# Bayesian Linear Regression

In [None]:
import numpy as np
import pandas as pd
import matplotlib.pyplot as plt
import seaborn as sns

import pymc3 as pm
import theano.tensor as tt

## Linear Regression

Linear regression is a standard quantitative tool in every statistician's toolbox. It provides a simple, easy-to-understand framework for expressing a linear relationship between dependent and independent variables and can be readily applied in many situations. A linear regression takes the form of:

$$ Y = X\beta + \epsilon $$

Where $Y$ is the dependent variable, $X$ is our independent variable, $\beta$ are the coefficients for each feature in $X$, and $\epsilon$ is our error, assumed to be normally-distributed.

There are several ways to fit the coefficients. We typically use either Ordinary Least Squares (OLS) or Maximum Likelihood Estimation (MLE).

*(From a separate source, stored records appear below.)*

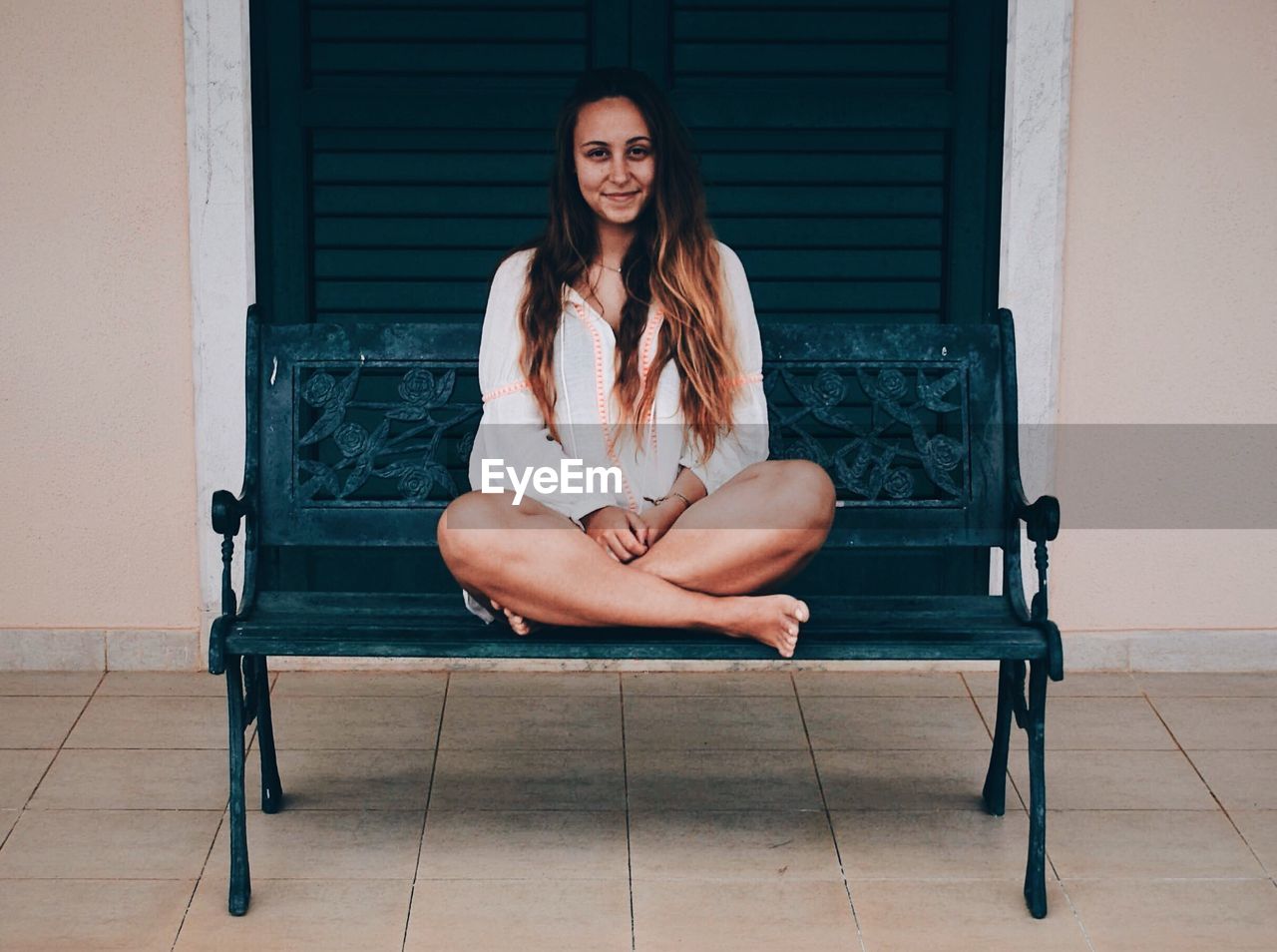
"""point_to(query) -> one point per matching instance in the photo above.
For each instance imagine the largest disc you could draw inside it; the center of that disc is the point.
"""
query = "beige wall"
(1170, 287)
(95, 318)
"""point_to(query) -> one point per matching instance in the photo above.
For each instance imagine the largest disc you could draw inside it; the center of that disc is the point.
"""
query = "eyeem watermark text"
(571, 477)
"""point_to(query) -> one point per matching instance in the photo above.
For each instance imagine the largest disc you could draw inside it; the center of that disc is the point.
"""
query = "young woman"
(625, 336)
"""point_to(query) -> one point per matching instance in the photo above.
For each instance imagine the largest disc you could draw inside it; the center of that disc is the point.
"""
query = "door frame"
(222, 274)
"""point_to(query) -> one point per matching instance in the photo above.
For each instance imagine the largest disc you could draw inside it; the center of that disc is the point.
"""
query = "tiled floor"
(753, 810)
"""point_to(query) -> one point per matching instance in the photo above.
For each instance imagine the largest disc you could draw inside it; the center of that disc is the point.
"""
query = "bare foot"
(518, 623)
(769, 619)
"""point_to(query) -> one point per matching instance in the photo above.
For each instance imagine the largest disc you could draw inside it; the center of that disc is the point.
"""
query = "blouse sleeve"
(747, 443)
(512, 427)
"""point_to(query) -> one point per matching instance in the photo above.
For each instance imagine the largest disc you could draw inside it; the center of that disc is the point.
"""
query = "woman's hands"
(625, 534)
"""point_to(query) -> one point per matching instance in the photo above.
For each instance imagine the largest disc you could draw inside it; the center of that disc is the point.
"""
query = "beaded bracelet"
(656, 502)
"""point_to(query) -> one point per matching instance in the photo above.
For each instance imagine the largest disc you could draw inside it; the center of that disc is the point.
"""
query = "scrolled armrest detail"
(1043, 518)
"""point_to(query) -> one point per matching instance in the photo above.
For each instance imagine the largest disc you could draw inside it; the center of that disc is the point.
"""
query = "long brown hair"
(673, 258)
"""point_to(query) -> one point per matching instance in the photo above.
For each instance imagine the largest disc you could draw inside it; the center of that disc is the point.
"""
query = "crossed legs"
(702, 574)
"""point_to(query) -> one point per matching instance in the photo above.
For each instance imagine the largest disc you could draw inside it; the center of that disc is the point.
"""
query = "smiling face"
(615, 163)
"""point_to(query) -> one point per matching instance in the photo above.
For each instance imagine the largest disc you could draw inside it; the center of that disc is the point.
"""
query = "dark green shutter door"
(851, 150)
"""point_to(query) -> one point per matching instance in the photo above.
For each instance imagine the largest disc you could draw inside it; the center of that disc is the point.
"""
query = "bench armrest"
(227, 513)
(1041, 516)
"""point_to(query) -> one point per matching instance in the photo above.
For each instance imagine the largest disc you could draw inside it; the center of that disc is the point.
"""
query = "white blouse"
(587, 409)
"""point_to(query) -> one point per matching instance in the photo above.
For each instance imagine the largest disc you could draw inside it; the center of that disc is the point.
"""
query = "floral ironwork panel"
(401, 433)
(383, 433)
(886, 433)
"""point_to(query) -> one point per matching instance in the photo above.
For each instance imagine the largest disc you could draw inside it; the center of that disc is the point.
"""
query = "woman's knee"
(805, 491)
(471, 510)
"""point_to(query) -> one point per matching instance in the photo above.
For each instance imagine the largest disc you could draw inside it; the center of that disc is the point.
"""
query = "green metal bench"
(358, 436)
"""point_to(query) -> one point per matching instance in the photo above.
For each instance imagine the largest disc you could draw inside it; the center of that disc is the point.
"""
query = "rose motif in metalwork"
(415, 484)
(351, 438)
(319, 388)
(416, 386)
(944, 452)
(828, 388)
(899, 484)
(892, 385)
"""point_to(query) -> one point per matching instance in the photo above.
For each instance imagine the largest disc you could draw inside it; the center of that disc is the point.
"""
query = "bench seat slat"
(437, 625)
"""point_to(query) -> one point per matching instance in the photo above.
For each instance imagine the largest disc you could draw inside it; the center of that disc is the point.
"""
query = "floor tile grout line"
(829, 819)
(625, 779)
(51, 760)
(221, 822)
(1076, 915)
(425, 815)
(1202, 777)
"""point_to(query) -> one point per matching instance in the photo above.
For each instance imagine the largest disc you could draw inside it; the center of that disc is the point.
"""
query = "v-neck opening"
(588, 306)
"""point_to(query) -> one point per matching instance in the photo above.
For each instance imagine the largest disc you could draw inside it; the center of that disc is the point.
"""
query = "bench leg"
(272, 793)
(1035, 873)
(995, 781)
(240, 887)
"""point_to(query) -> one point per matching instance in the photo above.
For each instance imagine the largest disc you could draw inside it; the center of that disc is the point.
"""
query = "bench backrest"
(359, 433)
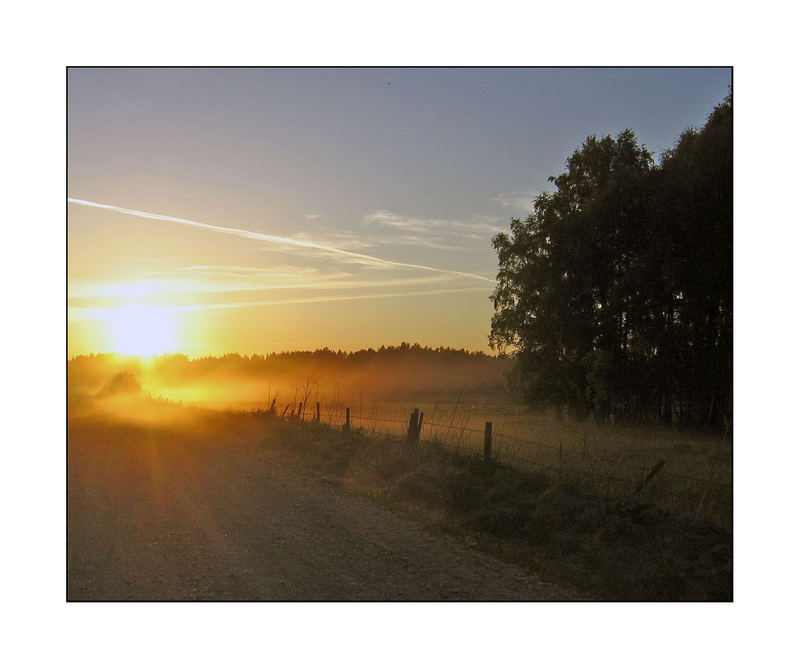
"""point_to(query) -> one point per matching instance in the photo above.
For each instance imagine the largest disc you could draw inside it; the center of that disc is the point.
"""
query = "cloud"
(487, 225)
(206, 279)
(521, 200)
(331, 251)
(106, 313)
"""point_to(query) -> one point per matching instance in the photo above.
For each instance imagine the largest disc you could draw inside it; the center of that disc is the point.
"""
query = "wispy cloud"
(107, 313)
(486, 225)
(520, 200)
(286, 241)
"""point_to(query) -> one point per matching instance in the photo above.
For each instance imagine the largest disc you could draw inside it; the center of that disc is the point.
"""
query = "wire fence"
(584, 470)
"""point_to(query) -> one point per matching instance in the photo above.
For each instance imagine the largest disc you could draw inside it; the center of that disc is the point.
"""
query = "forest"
(615, 295)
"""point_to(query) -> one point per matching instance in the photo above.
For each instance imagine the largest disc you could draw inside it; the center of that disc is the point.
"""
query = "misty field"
(614, 511)
(458, 393)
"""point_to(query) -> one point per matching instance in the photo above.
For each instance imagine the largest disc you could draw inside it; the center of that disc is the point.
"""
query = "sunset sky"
(259, 210)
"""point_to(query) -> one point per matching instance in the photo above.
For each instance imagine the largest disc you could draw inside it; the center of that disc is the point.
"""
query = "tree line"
(616, 293)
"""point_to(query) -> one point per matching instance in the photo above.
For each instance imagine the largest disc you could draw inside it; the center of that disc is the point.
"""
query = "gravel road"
(151, 517)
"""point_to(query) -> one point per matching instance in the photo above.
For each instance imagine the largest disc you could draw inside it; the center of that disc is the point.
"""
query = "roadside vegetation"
(608, 550)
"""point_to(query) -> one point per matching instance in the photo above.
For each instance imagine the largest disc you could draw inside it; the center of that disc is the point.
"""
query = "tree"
(616, 292)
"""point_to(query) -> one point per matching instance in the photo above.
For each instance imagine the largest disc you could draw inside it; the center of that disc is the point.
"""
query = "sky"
(257, 210)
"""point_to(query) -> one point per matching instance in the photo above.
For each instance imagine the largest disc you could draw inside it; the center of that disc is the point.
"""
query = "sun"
(143, 330)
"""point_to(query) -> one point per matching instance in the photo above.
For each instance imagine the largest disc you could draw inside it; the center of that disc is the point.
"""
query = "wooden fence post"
(413, 423)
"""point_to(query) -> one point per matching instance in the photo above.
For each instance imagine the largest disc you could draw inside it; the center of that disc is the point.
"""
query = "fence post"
(560, 463)
(413, 427)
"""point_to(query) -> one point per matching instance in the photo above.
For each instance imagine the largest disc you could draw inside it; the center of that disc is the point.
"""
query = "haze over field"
(256, 210)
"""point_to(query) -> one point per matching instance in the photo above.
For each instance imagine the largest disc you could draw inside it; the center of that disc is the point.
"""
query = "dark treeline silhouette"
(399, 370)
(616, 293)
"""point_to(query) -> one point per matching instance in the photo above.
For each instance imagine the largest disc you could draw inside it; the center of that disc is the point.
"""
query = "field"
(569, 502)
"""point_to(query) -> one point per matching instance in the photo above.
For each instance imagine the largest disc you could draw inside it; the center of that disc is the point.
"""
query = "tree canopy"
(616, 293)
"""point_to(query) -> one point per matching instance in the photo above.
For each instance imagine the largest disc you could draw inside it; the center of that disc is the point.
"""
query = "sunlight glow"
(143, 330)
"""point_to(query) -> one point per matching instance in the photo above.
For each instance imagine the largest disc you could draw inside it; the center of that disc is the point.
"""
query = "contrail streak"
(102, 313)
(260, 236)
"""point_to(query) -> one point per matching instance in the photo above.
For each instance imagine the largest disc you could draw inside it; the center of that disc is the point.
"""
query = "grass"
(623, 550)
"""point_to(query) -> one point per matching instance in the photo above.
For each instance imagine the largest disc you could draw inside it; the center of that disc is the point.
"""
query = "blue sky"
(385, 185)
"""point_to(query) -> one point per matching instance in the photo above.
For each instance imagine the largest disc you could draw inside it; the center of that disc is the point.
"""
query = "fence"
(587, 472)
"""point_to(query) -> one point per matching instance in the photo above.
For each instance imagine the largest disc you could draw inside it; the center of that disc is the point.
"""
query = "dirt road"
(154, 516)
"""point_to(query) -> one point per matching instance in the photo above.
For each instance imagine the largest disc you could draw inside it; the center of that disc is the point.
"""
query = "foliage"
(616, 293)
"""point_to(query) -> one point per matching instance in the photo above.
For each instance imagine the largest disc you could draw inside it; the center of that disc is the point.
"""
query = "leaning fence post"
(413, 425)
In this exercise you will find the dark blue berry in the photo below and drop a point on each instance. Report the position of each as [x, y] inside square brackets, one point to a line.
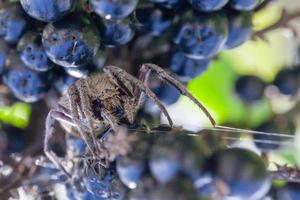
[116, 9]
[183, 190]
[71, 42]
[167, 93]
[143, 189]
[12, 23]
[201, 36]
[250, 88]
[172, 154]
[268, 127]
[106, 186]
[187, 68]
[208, 5]
[32, 52]
[240, 28]
[170, 4]
[116, 33]
[47, 10]
[62, 80]
[4, 51]
[244, 5]
[278, 124]
[287, 82]
[153, 21]
[131, 168]
[25, 84]
[242, 171]
[291, 191]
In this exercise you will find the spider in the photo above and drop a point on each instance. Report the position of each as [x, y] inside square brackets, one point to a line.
[100, 101]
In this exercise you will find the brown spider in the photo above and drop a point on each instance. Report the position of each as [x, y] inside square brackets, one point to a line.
[102, 100]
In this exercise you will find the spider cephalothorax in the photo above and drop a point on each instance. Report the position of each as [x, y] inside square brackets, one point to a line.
[100, 101]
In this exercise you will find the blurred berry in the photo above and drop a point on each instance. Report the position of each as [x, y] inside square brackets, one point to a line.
[153, 21]
[71, 42]
[47, 10]
[240, 28]
[187, 68]
[167, 93]
[32, 52]
[12, 23]
[201, 36]
[131, 168]
[116, 9]
[116, 33]
[244, 5]
[25, 84]
[249, 88]
[290, 191]
[4, 52]
[287, 82]
[106, 186]
[178, 189]
[242, 172]
[76, 145]
[208, 5]
[62, 80]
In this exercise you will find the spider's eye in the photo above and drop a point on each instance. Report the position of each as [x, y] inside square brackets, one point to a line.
[97, 105]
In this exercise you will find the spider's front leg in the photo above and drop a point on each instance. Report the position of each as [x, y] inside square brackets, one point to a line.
[83, 90]
[73, 100]
[145, 71]
[52, 116]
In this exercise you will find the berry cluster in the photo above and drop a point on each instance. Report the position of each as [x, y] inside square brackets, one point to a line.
[52, 43]
[159, 163]
[46, 45]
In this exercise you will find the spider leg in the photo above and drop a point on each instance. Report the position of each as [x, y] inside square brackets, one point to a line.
[82, 87]
[73, 98]
[110, 119]
[145, 72]
[116, 74]
[50, 121]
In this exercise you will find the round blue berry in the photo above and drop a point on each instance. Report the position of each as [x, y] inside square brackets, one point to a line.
[116, 33]
[116, 9]
[32, 52]
[12, 23]
[153, 21]
[201, 36]
[25, 84]
[71, 42]
[47, 10]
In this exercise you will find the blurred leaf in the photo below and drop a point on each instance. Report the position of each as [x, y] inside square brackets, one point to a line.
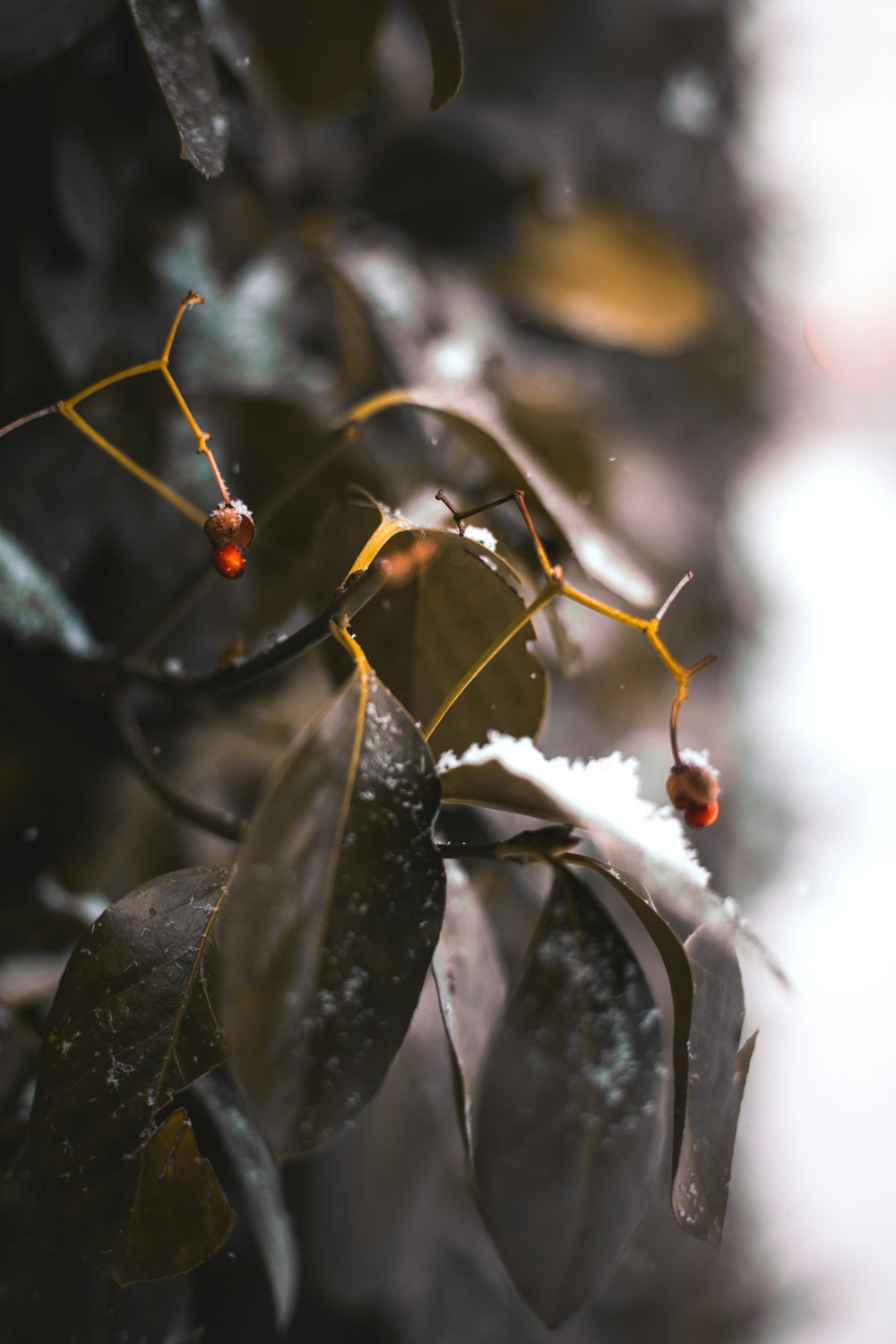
[317, 51]
[444, 35]
[50, 1296]
[716, 1082]
[18, 1053]
[34, 30]
[34, 607]
[422, 634]
[261, 1185]
[131, 1026]
[333, 918]
[677, 967]
[175, 43]
[476, 414]
[610, 279]
[470, 986]
[570, 1123]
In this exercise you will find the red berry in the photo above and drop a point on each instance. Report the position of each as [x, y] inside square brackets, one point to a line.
[228, 561]
[699, 814]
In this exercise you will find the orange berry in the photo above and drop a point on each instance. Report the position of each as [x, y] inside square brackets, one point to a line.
[228, 561]
[699, 814]
[692, 784]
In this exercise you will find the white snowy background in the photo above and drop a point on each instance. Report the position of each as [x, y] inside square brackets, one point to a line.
[813, 527]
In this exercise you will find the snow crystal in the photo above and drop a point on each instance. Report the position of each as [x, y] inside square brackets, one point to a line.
[482, 537]
[603, 796]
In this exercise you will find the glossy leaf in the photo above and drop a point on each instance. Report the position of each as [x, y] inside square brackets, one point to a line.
[47, 1293]
[175, 43]
[600, 796]
[718, 1077]
[333, 917]
[608, 279]
[426, 629]
[261, 1185]
[477, 417]
[470, 986]
[570, 1123]
[34, 607]
[444, 35]
[131, 1026]
[677, 967]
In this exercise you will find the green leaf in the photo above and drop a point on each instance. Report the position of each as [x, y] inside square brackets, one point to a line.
[50, 1296]
[317, 51]
[474, 413]
[470, 986]
[718, 1077]
[34, 607]
[600, 796]
[34, 30]
[444, 35]
[261, 1187]
[677, 967]
[425, 631]
[570, 1123]
[131, 1026]
[333, 917]
[175, 43]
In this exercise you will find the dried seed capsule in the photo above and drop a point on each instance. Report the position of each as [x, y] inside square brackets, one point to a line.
[230, 524]
[228, 561]
[692, 782]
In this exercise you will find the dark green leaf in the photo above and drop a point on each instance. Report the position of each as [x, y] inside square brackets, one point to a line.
[317, 51]
[34, 607]
[474, 413]
[715, 1090]
[677, 967]
[333, 917]
[175, 43]
[570, 1124]
[82, 1306]
[444, 35]
[470, 986]
[131, 1026]
[600, 796]
[34, 30]
[263, 1191]
[424, 632]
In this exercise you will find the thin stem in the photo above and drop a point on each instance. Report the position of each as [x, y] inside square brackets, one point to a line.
[188, 510]
[134, 371]
[347, 601]
[547, 596]
[187, 301]
[673, 596]
[26, 419]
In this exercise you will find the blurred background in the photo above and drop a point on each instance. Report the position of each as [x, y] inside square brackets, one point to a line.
[657, 236]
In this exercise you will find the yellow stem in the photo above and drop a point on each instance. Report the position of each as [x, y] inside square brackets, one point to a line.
[543, 599]
[150, 367]
[351, 645]
[188, 510]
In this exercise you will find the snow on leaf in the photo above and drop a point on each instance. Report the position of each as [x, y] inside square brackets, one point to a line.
[600, 796]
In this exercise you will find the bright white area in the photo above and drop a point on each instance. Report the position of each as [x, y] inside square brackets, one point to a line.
[815, 524]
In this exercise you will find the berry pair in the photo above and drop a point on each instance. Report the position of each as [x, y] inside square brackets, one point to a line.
[230, 530]
[694, 789]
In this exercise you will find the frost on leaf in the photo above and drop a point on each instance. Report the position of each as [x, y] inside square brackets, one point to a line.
[570, 1123]
[603, 797]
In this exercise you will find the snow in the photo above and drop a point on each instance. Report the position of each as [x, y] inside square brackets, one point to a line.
[603, 796]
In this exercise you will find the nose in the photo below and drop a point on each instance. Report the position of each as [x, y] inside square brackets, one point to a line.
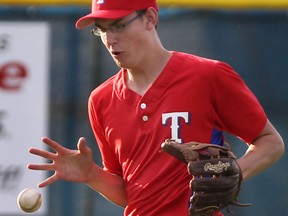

## Probabilistic Regression

Our purpose here is to define a Bayesian, probabilistic linear regression method for easy use in Python. To this end, we will be using PyMC3, but it is good to review the basic theory of what we are dealing with. To reformulate this basic linear regression with a Bayesian methodology, we say that:

$$ Y \sim \mathcal{N}(X\beta, \sigma^2) $$

With Bayesian inference, a key component is that we define the pieces of our model as probability distributions. This makes our dependent variable a probability distribution as well. In this case, we are assuming that $Y$ is normally-distributed. The mean of this distribution is our linear value $X\beta$, while the variance is $\sigma^2$ (the variance of our error from the original model).